By Joy Ehonwa
1. You don’t respect them
What? I’m the boss, they should respect me! No sir, respect is reciprocal. You can’t treat employees shabbily, saying “there are many graduates out there who need jobs, so if you don’t want to work, resign!” and expect them to be enamoured with you. Name-calling is also a big no-no. The fact is, you’re not doing them a favour; they are rendering a service you need, for which they get paid. You should respect them as human beings. If you fail to do this, no matter how much they defer to your professional authority, morale will be low and their performance will be subpar.
2. You don’t know what you are doing
A good boss is a leader and a mentor of sorts. A boss who knows his onions is the one his employees/subordinates will look up to and respect. If you climbed up the ladder by means other than hard work and genuine commitment, chances are you didn’t learn many aspects of the job a person in your position should have mastered. When your staffers continually have to clean up after you and suffer the consequences of your incompetence, it is only natural that they will grow to dislike you.
3. You don’t really care about them
This is not about getting chummy or exhibiting unprofessional behaviour. Bosses who show genuine concern for the health and wellbeing of their staff find themselves with people who are willing to go the extra mile for them, and gladly overlook their shortcomings. If you neither care that Jack is feeling poorly, nor consider how far Jill’s home is from the office when you’re asking her to work late, you really can’t be shocked that you’re hated.
4. You always want to pay the least you can get away with
You are blessed to have creative, hardworking staff, and instead of rewarding them with rich remuneration, you pay them just enough to keep them working. You delay raises, and then when you finally get round to it, you scoop up a handful of money and splash it atop their current pay packet like a market woman selling cups of rice. You will be the loser in the end. Do you want to find yourself with an excellent employee who is constantly searching for a better job? Soon, someone else will recognise their worth and they will be gone in a flash. Until then, be aware that their feelings towards you are anything but warm.

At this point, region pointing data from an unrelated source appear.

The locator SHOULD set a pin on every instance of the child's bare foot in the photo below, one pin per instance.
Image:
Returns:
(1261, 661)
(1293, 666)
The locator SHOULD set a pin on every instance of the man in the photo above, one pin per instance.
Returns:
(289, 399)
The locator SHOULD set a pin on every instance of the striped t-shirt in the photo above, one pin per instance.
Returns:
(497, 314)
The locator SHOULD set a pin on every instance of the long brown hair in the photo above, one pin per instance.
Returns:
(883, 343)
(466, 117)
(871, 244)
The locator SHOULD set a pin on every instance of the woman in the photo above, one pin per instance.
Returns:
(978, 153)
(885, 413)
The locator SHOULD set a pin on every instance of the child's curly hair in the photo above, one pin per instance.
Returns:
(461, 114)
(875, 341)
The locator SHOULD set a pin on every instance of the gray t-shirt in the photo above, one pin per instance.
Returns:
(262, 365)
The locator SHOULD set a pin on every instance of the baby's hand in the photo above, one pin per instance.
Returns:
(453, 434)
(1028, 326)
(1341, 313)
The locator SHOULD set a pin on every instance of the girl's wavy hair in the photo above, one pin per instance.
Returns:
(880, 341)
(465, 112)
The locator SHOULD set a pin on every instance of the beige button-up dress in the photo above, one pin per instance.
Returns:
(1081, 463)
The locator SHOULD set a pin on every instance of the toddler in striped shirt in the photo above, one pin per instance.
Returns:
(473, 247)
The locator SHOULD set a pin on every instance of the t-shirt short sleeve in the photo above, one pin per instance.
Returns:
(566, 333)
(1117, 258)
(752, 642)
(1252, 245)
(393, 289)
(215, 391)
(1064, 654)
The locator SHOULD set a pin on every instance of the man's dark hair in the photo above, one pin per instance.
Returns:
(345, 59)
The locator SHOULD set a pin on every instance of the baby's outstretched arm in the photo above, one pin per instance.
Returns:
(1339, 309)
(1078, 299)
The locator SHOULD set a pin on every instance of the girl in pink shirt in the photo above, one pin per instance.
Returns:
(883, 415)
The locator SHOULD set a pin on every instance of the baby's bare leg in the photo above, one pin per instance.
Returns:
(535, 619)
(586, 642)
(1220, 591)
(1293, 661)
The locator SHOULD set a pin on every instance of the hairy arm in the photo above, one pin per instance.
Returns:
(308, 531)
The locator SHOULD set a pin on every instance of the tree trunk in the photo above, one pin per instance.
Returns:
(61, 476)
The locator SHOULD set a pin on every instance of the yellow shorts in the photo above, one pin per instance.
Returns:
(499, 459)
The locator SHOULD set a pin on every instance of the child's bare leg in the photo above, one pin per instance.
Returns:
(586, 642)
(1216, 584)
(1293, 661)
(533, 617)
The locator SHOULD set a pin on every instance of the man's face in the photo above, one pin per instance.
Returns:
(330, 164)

5. Your door is always closed
One of the perks of working under a seasoned professional is the opportunity to learn and grow. You may be the best in the industry, but if your doors aren’t open, literally and figuratively, your employees will benefit little from your expertise. Being accessible goes a long way. Bosses who are on hand to access employees’ performance, give constructive feedback and offer a piece of advice or two are not just respected; they are loved by employees who will bend over backwards to please them. Bosses who are stingy with their time, energy and attention should expect indifference at best, and thinly veiled animosity at worst.
So there you have it! Make 2013 a different year for you and your staff.